$30
Homework 5
Download and install the WEKA library from
http://www.cs.waikato.ac.nz/ml/weka/
The program is in Java, so it runs on any platform. Preferably download the kit that
includes the Java VM. If you have a 64 bit machine, download the 64bit version since
it can use more memory. In runweka.ini change the heap size to at least 1024mb
otherwise you will run out of memory. For the experiments, you could use the Weka
Explorer since it has a nice GUI.
1. Use the covtype dataset from Blackboard to compare a number of learning algorithms. Split the data into training and test sets as specified in the syllabus (training
set contains first 11,340 +3,780 observations, test set contains the remaining 565,892
observations). You will have to modify the files to make them compatible with Weka
as follows:
• Add a first row containing the variable names (e.g. X1, X2, ... Y)
• Change the class labels from numeral (1,2,3,4...) to literal (e.g. C1, C2, C3...)
Train the following models on the training set and use the test set for testing. Report in
a table the obtained misclassification errors on the training and test sets and the training
times (in seconds) of all algorithms.
a) A decision tree (J48). (1 point).
b) A Random Forest with 100 trees and one with 300 trees. (1 point).
c) Logistic Regression. (1 point)
d) Naive Bayes. (1 point)
e) Adaboost with 20 weak classifiers that are J48 decision trees, and one with 100
trees. (1 point)
f) LogitBoost with 10 decision stumps, and one with 100 stumps. (1 point)
g) LogitBoost with 100 stumps and weight trimming (pruning) at 95%. (1 point)

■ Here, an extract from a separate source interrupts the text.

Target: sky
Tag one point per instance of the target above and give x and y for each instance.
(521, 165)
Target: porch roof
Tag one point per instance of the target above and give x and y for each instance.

h) LogitBoost with 25 M5P regression trees. (1 point)
i) An SVM classifier (named SMO in Weka). Use an RBF kernel and try different
parameters to obtain the smallest test error. Report the parameters that gave the
smallest test error. Note: You should be able to obtain one of the smallest errors
among all these methods. (1 point)
j) Using the miscalssification error table, draw a scatter plot of the test errors (Y)
vs log training times (seconds, on X axis) of all the algorithms from above. (1
point)